Leitsatz (amtlich)
Auch nach Inkrafttreten des Mindestlohngesetzes gibt es keinen über den tarifvertraglichen Vergütungsanspruch hinausgehenden zusätzlichen gesetzlichen Vergütungsanspruch für Bereitschaftszeiten im Rettungsdienst. Die tarifvertraglichen Vergütungsregelungen im TVöD-V zu Bereitschaftszeiten im Rettungsdienst sind auch nach Inkrafttreten des MiLoG weiterhin gesetzeskonform.
Nachgehend
Tenor
1. Die Klage wird abgewiesen.
2. Der Kläger trägt die Kosten des Rechtsstreits.
3. Der Streitwert wird festgesetzt auf 1.855,95 EUR.
Tatbestand
Die Parteien streiten über Vergütungsansprüche aus dem Mindestlohngesetz.

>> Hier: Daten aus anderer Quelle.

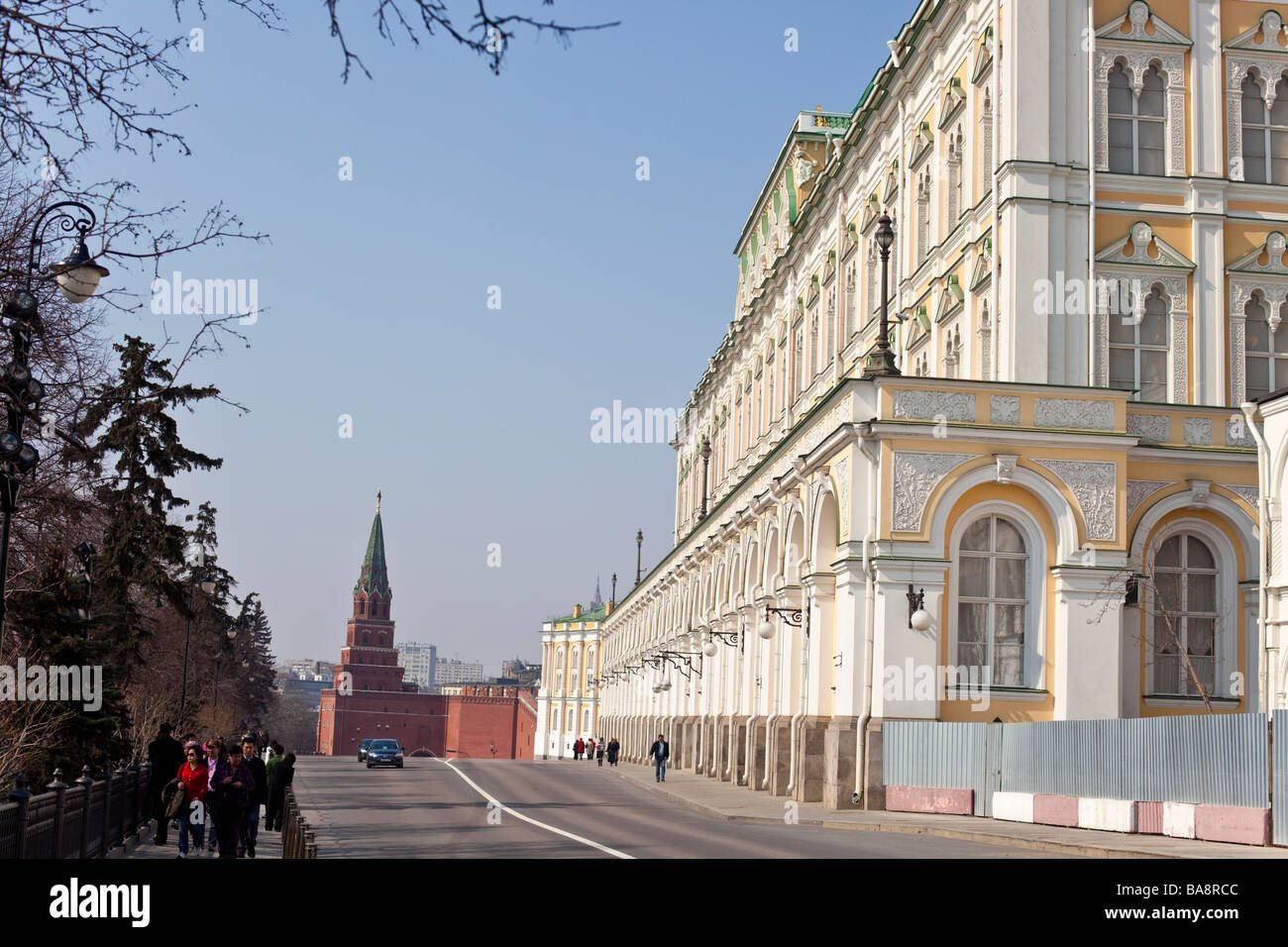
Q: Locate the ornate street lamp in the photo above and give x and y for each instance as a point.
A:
(880, 360)
(77, 275)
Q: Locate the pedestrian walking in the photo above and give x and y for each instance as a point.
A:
(214, 757)
(282, 776)
(196, 780)
(233, 784)
(660, 751)
(166, 757)
(249, 830)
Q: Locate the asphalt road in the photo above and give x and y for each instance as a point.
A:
(557, 810)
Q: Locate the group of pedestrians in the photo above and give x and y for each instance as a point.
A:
(596, 750)
(217, 791)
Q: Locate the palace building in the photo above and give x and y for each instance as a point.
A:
(568, 698)
(1051, 512)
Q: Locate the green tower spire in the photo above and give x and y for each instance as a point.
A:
(374, 578)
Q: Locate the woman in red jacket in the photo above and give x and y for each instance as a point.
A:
(193, 776)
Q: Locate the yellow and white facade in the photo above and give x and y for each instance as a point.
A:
(568, 698)
(1086, 285)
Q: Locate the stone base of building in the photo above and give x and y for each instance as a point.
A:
(840, 751)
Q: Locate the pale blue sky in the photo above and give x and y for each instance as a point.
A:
(475, 423)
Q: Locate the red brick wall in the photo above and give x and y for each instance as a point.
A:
(475, 724)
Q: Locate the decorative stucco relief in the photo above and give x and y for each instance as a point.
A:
(915, 474)
(1094, 484)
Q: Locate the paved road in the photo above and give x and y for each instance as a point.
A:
(428, 809)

Die Beklagte betreibt den S. im L. I. Der am 04.11.1978 geborene Kläger ist seit ca. 2001 bei der Beklagten bzw. diversen Rechtsvorgängern als Mitarbeiter im Rettungsdienst im Arbeitsverhältnis beschäftigt. Auf das Arbeitsverhältnis finden die tarifvertraglichen Regelungen des TVöD-V Anwendung. Der Kläger erhält ein Grundgehalt der Entgeltgruppe 5 Stufe 6 in Höhe von 2.680,31 EUR, zuzüglich Zulagen. Die tarifliche Wochenarbeitszeit gemäß TVöD beträgt grundsätzlich 39 Wochenstunden. Hinsichtlich Tätigkeiten im Rettungsdienst enthält der Abschnitt B des Anhangs zu § 9 TVöD-V jedoch folgende Sonderregelung:
„B. Bereitschaftszeiten im Rettungsdienst und in Leitstellen
(1) Für Beschäftigte im Rettungsdienst und in den Leitstellen, in deren Tätigkeit regelmäßig und in nicht unerheblichem Umfang Bereitschaftszeiten fallen, gelten folgende besondere Regelungen zu § 6 Abs. 1 Satz 1 TVöD:
Die Summe aus den faktorisierten Bereitschaftszeiten und der Vollarbeitszeit darf die Arbeitszeit nach § 6 Abs. 1 nicht überschreiten. Die Summe aus Vollarbeits- und Bereitschaftszeiten darf durchschnittlich 48 Stunden wöchentlich nicht überschreiten. Bereitschaftszeiten sind die Zeiten, in denen sich die/der Beschäftigte am Arbeitsplatz oder einer anderen vom Arbeitgeber bestimmten Stelle zur Verfügung halten muss, um im Bedarfsfall die Arbeit selbstständig, ggf. auch auf Anordnung, aufzunehmen und in denen die Zeiten ohne Arbeitsleistung überwiegen. Bereitschaftszeiten werden zur Hälfte als tarifliche Arbeitszeit gewertet (faktorisiert). Bereitschaftszeiten werden innerhalb von Beginn und Ende der regelmäßigen täglichen Arbeitszeit nicht gesondert ausgewiesen.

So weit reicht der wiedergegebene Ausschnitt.